I have so many mosquito bites that last night I literally could not sleep. Many are from going down to the lake a couple of nights ago, but many others are simply from being outside in the evening around my home.
But I’m comforted by the (little-known) fact that the more bites one suffers, the more immune to bites that person becomes. I first learned this last year, when Laura and I went into the Amazon rainforest without any sort of immunizations. While reading about how all sorts of diseases could kill us, I also read that locals don’t get bites because after a lifetime in a particular place they’re immune (though my understanding is that they wouldn’t necessarily be immune to mosquito-transmitted diseases.)
Anyway, Laura and I didn’t die in the Amazon — though my leg did swell up quite a bit from a bit — but after we returned I read more about becoming immune to bites.

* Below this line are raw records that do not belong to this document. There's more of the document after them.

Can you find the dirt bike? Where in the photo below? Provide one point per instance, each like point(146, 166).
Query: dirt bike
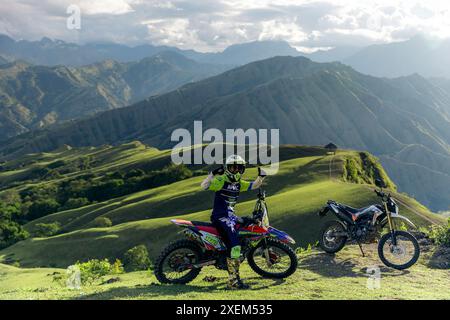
point(265, 248)
point(396, 249)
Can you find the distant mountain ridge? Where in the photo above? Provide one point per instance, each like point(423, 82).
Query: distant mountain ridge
point(310, 103)
point(34, 96)
point(427, 57)
point(57, 52)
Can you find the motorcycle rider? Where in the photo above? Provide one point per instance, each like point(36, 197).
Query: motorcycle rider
point(227, 184)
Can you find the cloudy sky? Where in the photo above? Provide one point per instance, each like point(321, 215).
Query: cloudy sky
point(212, 25)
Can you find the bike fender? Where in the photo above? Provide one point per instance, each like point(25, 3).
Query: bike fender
point(397, 216)
point(281, 235)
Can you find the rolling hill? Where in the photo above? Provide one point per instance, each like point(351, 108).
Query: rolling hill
point(311, 103)
point(319, 276)
point(308, 177)
point(35, 96)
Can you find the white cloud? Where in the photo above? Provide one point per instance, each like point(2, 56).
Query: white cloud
point(210, 25)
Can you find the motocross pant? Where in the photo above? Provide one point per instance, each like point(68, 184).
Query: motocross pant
point(226, 227)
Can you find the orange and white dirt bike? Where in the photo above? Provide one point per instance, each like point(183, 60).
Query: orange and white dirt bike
point(266, 249)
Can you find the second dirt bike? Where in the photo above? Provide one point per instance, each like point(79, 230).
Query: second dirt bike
point(265, 247)
point(397, 249)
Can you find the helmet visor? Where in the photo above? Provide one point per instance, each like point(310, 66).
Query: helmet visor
point(236, 168)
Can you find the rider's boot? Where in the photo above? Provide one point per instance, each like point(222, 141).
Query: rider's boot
point(234, 279)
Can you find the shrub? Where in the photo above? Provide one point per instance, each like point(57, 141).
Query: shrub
point(41, 208)
point(137, 258)
point(102, 222)
point(441, 234)
point(10, 233)
point(47, 229)
point(73, 203)
point(95, 269)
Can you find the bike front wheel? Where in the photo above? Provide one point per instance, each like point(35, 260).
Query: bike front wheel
point(273, 259)
point(401, 255)
point(175, 263)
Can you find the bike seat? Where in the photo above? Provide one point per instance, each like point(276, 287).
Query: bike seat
point(355, 211)
point(205, 226)
point(202, 224)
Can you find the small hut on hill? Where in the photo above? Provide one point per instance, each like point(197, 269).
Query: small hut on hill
point(331, 147)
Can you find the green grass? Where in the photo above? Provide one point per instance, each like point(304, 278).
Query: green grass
point(295, 194)
point(319, 276)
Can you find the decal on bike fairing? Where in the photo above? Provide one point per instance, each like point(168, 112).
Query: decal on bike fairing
point(212, 241)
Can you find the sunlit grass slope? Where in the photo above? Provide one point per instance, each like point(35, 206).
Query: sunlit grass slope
point(307, 178)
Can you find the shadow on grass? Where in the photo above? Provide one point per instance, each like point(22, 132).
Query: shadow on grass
point(331, 266)
point(167, 291)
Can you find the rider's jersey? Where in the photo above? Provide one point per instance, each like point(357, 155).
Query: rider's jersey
point(226, 196)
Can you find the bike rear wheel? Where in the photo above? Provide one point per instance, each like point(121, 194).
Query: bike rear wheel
point(175, 263)
point(401, 256)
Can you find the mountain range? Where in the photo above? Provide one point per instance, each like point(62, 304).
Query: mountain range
point(425, 56)
point(34, 96)
point(399, 119)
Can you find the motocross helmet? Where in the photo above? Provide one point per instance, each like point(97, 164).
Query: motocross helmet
point(234, 167)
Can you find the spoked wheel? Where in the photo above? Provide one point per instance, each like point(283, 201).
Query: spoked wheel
point(402, 255)
point(333, 237)
point(273, 259)
point(175, 264)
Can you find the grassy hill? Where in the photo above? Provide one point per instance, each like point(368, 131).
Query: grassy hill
point(319, 276)
point(311, 103)
point(308, 177)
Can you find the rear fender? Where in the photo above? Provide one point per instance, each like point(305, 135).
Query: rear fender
point(400, 217)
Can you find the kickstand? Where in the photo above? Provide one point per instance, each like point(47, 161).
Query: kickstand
point(362, 251)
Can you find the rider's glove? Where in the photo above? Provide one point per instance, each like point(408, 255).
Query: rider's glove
point(261, 173)
point(218, 171)
point(247, 221)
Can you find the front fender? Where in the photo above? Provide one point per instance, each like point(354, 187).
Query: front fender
point(281, 235)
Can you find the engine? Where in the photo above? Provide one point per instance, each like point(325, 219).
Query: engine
point(364, 231)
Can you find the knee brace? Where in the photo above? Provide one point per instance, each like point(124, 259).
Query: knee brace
point(235, 252)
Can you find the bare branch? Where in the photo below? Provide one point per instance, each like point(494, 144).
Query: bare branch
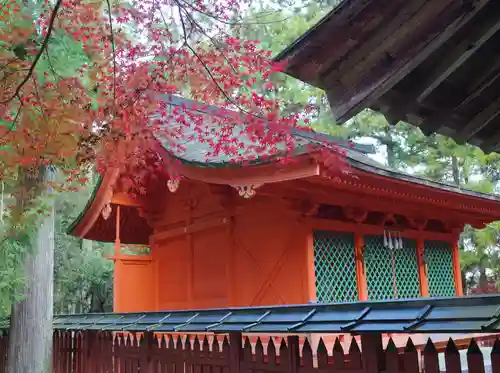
point(46, 40)
point(114, 52)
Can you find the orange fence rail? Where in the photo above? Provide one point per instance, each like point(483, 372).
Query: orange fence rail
point(106, 352)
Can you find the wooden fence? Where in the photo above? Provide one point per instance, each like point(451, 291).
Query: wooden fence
point(104, 352)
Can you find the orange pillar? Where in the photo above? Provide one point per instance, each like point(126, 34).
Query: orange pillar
point(457, 273)
point(118, 270)
point(359, 244)
point(422, 271)
point(310, 269)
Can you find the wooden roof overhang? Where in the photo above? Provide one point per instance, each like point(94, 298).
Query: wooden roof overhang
point(368, 186)
point(434, 64)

Apparently the more a particular species bites you, the less you get irritated by the bites. Many of the articles on this phenomenon start out by trying to explain the fact that most people suffer far more bites when they go on trips than when they’re at home. Some people simply think that that happens because there are more mosquitos where they travel too (which could also be true), but the biggest factor is that the mosquitos in that new location are really just a different species.
The downside to this is that I recently read that there are more than 9,000 species of mosquito in the world, and that many different ones can exist in the same place. (Judging by the way my body differently reacts to mosquitoes at my house and at the nearby lake, I’d bet that they are slightly different species.)
But in any case, while I sit here trying to resist scratching the many bites I have, I’m also looking forward to the day when I have become immune to local mosquitos.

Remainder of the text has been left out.